This is a current limitation of the field rather than a flaw of any specific party. The data is sensitive, the platforms holding it are still maturing, and the discipline is establishing which measurements are most useful. As cloud cost benchmarks became publicly available over the past decade, agent reliability benchmarks are likely to follow a similar trajectory. Until they do, claims about the reliability tax in this paper are estimates built on incomplete data. The framework structure holds; specific reliability constants do not.

5. TBM 5.0 mapping

The mapping table below connects the seven cost layers to the financial categories defined in TBM Taxonomy version 5.0.1.

Reference framework

TBM 5.0.1, published by the TBM Council in July 2025, organizes technology cost across four layers: Cost Pools (the source of spend), Resource Towers (where the spend is applied), Solutions (what is delivered), and Consumers (who consumes the delivered services). (TBM Council, TBM Taxonomy Version 5.0.1, July 2025, https://www.tbmcouncil.org/taxonomy/.)

Two properties of TBM 5.0.1 directly affect agent cost mapping.

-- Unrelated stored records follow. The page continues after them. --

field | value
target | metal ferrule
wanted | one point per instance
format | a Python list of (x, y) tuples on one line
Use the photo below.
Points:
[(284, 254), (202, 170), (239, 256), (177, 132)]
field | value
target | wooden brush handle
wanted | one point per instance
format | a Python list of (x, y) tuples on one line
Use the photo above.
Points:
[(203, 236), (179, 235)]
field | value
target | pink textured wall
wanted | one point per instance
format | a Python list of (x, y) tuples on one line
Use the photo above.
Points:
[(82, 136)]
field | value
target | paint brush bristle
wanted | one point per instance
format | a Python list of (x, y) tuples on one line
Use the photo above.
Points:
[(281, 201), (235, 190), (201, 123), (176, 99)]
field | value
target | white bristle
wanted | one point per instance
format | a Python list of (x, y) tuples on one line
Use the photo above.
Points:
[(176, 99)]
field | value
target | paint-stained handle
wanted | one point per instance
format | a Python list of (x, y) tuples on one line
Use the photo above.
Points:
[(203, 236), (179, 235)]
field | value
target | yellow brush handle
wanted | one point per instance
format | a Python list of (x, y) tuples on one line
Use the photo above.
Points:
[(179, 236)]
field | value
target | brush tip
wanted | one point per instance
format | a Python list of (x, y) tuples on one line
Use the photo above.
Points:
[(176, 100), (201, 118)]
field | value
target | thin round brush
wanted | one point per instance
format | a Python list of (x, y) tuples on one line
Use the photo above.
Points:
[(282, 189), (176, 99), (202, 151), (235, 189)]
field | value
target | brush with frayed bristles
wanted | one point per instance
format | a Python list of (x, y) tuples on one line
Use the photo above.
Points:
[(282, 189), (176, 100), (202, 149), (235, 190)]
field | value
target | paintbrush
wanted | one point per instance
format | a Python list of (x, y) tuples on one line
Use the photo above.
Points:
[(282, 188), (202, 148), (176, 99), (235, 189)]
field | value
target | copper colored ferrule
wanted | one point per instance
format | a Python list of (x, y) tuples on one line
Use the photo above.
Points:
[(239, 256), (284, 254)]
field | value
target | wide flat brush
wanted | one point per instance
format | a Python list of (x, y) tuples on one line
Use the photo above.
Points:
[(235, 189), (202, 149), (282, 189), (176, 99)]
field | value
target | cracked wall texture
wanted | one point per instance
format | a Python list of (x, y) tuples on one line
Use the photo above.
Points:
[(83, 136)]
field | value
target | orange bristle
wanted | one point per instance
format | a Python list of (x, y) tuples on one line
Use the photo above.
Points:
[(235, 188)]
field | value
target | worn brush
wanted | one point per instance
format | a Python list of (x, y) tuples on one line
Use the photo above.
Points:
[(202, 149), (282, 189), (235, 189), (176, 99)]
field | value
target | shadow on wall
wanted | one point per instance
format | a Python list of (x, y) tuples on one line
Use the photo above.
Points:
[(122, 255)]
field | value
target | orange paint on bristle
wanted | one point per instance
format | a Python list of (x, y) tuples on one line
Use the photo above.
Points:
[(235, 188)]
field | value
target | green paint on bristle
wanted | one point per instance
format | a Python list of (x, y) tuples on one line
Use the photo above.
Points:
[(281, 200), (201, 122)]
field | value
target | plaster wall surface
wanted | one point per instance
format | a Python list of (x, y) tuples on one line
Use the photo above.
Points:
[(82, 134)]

First, Artificial Intelligence is a Solution category, not a Resource Tower. The category contains five sub-categories: Agentic, Generative, Interpretive, Predictive, and Prescriptive. Agentic AI is one sub-category, with three further sub-types: Autonomous Navigation, Autonomous Workflow Agent, and Intelligent Process Automation. Cost associated with operating an agent therefore distributes across multiple Resource Towers and rolls up to the Agentic AI Solution category. Mapping all agent cost to an "AI Tower" misrepresents the structure of TBM 5.0.

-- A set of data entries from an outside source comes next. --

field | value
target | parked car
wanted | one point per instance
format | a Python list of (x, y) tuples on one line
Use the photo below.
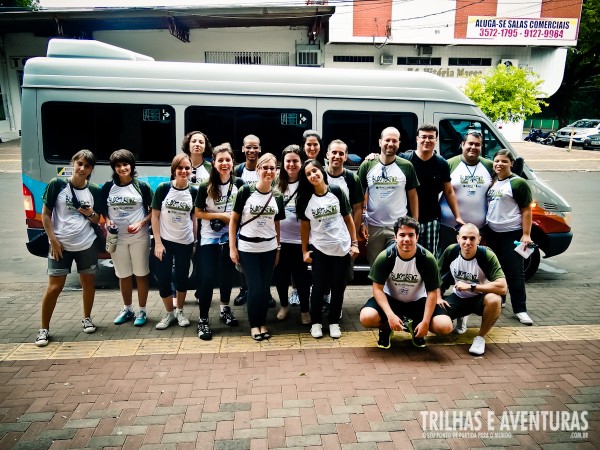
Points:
[(592, 142), (583, 128)]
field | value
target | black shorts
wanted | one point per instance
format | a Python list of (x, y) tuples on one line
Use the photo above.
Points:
[(460, 307), (413, 310)]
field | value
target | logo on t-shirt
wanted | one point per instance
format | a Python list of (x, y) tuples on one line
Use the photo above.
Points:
[(404, 277), (324, 211), (178, 205)]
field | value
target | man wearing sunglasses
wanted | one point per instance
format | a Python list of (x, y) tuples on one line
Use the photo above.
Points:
[(434, 177)]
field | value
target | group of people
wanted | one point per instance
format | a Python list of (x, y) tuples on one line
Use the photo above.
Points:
[(271, 223)]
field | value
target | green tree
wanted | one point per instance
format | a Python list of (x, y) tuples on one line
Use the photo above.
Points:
[(578, 95), (506, 94)]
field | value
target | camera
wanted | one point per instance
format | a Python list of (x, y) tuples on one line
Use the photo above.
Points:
[(217, 225)]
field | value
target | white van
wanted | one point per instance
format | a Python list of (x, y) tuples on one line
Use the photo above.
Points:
[(87, 94)]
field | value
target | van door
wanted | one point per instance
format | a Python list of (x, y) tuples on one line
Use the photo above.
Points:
[(453, 127), (359, 123)]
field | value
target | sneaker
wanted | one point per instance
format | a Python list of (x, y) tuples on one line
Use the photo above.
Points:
[(385, 338), (88, 325), (478, 346), (282, 313), (305, 318), (334, 331), (140, 319), (226, 317), (241, 298), (42, 338), (316, 330), (294, 299), (182, 321), (461, 325), (123, 316), (524, 318), (166, 321), (408, 327), (204, 331)]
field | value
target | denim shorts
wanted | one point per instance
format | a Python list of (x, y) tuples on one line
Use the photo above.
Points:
[(86, 260)]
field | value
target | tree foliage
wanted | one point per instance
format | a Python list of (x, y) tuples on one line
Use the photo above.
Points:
[(506, 94), (581, 81)]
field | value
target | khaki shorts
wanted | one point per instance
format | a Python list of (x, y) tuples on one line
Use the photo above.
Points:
[(132, 258)]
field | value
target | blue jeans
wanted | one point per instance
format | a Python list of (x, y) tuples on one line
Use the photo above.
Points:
[(258, 270)]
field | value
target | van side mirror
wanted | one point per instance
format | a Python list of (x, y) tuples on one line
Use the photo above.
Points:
[(518, 166)]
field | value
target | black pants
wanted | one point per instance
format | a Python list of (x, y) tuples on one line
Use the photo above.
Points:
[(216, 267), (164, 271), (512, 264), (328, 272), (291, 265), (258, 269)]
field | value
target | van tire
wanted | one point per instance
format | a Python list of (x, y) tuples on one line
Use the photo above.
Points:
[(532, 263)]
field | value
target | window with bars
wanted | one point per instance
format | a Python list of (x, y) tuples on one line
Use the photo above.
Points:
[(469, 61), (351, 58), (249, 58), (418, 61)]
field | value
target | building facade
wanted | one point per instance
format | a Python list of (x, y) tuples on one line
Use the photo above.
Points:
[(453, 39)]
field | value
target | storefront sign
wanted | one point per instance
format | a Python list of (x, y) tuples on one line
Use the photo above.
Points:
[(521, 31)]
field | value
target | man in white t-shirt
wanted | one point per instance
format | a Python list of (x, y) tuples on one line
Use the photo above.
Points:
[(390, 184)]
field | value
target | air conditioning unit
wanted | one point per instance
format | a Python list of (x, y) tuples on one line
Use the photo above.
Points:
[(386, 60)]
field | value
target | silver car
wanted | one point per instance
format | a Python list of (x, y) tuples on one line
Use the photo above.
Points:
[(580, 130)]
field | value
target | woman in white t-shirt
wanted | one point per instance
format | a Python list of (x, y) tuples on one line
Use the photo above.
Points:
[(174, 230), (508, 220), (256, 215), (213, 207), (126, 203), (328, 225), (291, 263)]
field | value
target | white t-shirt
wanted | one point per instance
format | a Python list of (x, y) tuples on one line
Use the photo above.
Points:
[(386, 186), (328, 231), (70, 227), (290, 226), (125, 207), (470, 184), (176, 206), (206, 203)]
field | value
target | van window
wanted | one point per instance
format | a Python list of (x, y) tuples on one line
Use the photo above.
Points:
[(453, 130), (361, 130), (148, 131), (276, 128)]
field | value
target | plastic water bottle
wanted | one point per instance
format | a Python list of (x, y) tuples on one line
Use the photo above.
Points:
[(111, 238)]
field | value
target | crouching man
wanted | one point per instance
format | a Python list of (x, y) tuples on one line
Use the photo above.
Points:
[(479, 283), (406, 283)]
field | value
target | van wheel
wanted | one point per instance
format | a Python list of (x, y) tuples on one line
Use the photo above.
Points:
[(532, 263)]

Second, the cost pool for cloud spend in TBM 5.0.1 is "Cloud Services," not "Public Cloud." An earlier draft of the taxonomy proposed a dedicated Public Cloud cost pool; the published version did not adopt this proposal. Cloud Services covers public, private, and hybrid IaaS and PaaS. SaaS is categorized separately under Software & SaaS / SaaS. For agent cost mapping, this means most API-billed inference spend lands in Cloud Services / Cloud Service Provider, while subscription-billed AI platforms land in Software & SaaS / SaaS.

Mapping table

Layer	Cost Pool	Resource Tower	Solution
1. Inference	Cloud Services / Cloud Service Provider	AI Compute (self-hosted) or Application / AI Models (API)	Agentic
2. Context and Memory	Cloud Services or Software & SaaS / SaaS	AI Storage; Data / Data Operations	Agentic
3. Orchestration	Cloud Services	Application / Container Orchestration or Application / AI Models	Agentic
4. External APIs	Outside Services or Software & SaaS	Domain-specific (varies by tool)	Agentic
5. Fine-tuning and Training	Cloud Services + Staffing	AI Compute; AI Storage; Data / Data Operations	Agentic
6. Evaluation	Cloud Services + Software & SaaS	Application / AI Models	Agentic
7. Governance	Staffing + Software & SaaS	Risk & Compliance; Security	Agentic

Mapping observations

Five distinct Resource Towers carry agent cost in this mapping. This is not a deficiency in TBM 5.0; it reflects the architectural reality that an agent is a system spanning multiple infrastructure and application categories. A finance organization that allocates all agent spend to a single tower obscures information that the taxonomy is designed to make visible.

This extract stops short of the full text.